Marin viene de Zagreb, tiene un acento marcado en inglés, ligeramente más alto que yo, prematuramente calvo, muy moreno, inteligente y embaucador. El típico conquistador cultivado intelectualmente soberbio y sonriente. En veinte segundos hay una distancia escasísima entre los dos que se mantiene siempre idéntica, ni menor ni mayor, por decisión consciente de ambos, algo así como un lobo gris estepario y otro indio cazando en la oscuridad. Y mi mes allí se acorta instantáneamente, rodeada de personas capaces y atractivas, visitando lugares santos de todas las religiones, vergeles, oasis, kibutz, cascadas escondidas y desiertos, cantando canciones de los Beatles o de Springsteen en las noches playeras y hostales juveniles con los helicópteros militares decorando los alrededores y los subfusiles hasta en las tiendas de ultramarinos o las paradas de autobús. Porque son las personas las que cambian la perspectiva de la realidad, incluso de aquellos países que casi siempre están en guerra con algún otro.

La puerta de Damasco me deja pensativa y me entristece caminar entre los puestos del mercado cerrados y ser observada por ojos infantiles desde alguna ventana. Marin habla sin parar y me aburre ligeramente con su verborrea. Percibo una hostilidad ambiental indescriptible entremezclada con religiosidad palpable. Llevo a la espalda mi mochila tunecina de piel y encima de mis pantalones cortos una falda azul marino hasta casi el tobillo.
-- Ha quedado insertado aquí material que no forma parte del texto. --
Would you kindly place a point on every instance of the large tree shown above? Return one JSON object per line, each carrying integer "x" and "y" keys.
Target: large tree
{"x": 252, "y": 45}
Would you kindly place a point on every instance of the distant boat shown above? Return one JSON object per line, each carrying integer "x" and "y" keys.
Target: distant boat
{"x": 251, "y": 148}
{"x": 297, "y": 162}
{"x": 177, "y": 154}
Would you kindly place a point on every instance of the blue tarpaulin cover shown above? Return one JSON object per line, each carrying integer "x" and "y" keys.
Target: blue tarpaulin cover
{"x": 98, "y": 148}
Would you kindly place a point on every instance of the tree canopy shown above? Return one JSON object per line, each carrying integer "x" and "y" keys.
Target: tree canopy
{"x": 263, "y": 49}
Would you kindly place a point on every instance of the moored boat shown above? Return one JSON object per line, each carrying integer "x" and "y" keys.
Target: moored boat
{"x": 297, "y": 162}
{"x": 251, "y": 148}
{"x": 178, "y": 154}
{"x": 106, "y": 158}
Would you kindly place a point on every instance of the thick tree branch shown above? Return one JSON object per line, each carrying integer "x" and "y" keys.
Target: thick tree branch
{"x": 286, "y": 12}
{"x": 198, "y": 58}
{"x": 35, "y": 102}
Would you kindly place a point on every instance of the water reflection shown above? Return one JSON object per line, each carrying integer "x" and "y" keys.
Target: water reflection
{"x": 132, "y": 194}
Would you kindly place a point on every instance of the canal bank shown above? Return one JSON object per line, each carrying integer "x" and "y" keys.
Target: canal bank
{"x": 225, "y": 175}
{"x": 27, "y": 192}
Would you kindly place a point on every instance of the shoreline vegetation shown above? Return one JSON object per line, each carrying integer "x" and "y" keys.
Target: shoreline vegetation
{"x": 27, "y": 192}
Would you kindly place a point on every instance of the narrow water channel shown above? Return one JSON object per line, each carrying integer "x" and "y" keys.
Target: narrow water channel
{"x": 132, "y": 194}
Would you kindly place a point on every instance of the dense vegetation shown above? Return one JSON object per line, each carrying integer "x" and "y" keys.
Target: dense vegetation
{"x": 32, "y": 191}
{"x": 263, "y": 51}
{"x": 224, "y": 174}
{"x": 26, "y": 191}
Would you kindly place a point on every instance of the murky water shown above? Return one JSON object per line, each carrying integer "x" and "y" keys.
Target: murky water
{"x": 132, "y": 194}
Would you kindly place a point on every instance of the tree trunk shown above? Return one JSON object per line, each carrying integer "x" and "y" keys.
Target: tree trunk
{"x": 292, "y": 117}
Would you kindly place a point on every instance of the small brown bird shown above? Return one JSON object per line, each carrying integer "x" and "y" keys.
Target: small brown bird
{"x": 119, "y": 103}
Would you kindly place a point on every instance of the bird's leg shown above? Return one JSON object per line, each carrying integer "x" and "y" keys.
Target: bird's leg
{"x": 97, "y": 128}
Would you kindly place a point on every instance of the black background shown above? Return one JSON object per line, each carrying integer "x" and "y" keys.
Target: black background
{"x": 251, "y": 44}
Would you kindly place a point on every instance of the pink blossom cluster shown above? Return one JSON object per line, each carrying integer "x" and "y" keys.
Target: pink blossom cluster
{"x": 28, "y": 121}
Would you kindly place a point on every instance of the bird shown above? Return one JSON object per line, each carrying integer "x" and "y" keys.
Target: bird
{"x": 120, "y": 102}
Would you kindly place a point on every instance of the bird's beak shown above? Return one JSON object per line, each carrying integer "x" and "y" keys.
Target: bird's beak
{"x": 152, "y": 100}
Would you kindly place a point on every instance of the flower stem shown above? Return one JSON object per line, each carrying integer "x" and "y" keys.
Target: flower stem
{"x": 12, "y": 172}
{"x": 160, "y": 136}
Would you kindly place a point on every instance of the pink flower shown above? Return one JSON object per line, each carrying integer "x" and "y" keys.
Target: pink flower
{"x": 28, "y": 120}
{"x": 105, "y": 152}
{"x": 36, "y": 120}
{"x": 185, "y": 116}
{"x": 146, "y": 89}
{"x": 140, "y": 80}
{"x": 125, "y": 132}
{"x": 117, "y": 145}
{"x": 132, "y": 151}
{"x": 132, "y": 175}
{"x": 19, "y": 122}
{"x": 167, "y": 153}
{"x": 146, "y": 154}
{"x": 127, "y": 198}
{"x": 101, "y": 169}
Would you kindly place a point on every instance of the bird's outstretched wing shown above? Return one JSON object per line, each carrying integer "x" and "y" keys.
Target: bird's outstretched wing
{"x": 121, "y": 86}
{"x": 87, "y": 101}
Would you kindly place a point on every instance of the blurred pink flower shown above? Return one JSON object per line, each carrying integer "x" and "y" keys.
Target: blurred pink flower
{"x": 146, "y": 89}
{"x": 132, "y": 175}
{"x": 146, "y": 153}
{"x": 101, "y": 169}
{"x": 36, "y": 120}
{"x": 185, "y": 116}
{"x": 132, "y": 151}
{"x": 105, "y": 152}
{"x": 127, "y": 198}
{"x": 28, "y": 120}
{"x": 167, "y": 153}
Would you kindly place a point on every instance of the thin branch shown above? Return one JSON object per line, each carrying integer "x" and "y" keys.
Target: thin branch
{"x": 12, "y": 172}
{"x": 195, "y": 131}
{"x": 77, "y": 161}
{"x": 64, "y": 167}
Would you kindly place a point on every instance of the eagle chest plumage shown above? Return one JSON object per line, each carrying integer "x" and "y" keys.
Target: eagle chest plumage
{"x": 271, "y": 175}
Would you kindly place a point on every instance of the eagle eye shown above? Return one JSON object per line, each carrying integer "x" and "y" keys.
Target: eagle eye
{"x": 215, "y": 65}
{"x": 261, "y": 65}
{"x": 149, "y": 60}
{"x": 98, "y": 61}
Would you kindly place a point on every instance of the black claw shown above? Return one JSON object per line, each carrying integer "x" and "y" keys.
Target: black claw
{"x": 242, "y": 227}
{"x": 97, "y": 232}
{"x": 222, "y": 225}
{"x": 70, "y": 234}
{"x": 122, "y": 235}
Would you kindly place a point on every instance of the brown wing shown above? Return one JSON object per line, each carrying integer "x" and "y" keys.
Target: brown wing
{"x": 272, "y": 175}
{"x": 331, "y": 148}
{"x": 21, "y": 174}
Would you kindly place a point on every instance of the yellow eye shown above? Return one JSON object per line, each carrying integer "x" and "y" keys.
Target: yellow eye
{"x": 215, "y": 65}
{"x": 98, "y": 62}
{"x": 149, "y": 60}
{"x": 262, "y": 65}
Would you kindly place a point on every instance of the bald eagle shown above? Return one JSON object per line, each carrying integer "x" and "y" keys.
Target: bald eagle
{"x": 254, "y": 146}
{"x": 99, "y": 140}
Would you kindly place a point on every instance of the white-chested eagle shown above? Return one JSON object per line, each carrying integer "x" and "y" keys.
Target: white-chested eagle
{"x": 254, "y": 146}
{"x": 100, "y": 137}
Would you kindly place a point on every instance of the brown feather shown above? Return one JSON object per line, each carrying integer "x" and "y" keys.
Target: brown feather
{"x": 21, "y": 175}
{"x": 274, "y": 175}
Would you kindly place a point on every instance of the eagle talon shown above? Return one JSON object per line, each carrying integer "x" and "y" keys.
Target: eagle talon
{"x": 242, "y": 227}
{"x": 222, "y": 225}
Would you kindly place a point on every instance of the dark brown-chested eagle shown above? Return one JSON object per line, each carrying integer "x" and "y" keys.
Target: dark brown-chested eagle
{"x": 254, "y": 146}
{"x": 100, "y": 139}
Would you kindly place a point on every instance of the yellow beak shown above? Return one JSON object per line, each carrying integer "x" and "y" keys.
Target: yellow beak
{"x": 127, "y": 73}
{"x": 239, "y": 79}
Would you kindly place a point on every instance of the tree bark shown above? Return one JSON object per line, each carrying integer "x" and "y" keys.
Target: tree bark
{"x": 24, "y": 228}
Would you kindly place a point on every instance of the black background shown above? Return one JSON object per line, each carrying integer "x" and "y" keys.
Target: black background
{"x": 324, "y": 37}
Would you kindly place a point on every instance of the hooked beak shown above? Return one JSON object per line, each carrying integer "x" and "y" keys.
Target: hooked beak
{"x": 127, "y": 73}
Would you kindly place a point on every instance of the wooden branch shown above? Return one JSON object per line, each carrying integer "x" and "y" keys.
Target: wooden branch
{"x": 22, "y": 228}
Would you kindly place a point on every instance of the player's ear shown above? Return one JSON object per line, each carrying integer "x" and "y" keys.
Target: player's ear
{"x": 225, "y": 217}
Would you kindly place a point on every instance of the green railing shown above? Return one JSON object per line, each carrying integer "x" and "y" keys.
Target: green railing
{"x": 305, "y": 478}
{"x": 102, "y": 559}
Cubriendo los hombros de mi escotada camiseta un jersey blanco de perlé con mangas anchas tricotado por mi abuela. En los pies calcetines blancos cortitos y mis Nike del mismo color. Y es que donde fueres haz lo que vieres, que dice el refrán, porque el turista que suele circular por estos lares anda siempre algo perdido entre armenios, palestinos, judíos y musulmanes y las cosas de todos ellos. La observación inteligente requiere la práctica del yoga mental y el recuerdo del rollito materno dos mil veinticinco sobre el prejuicio preconcebido.

Nota triste de la autora: Marin se hizo patólogo y murió de un infarto de miocardio hace unos años, después de sobrevivir a la Guerra de los Balcanes. Lloré al enterarme, a pesar de que solamente mantuvimos contacto durante aquel verano.

Nota segunda de la autora: Moab se encontraba al Este del Mar Muerto, aproximadamente en la actual Jordania.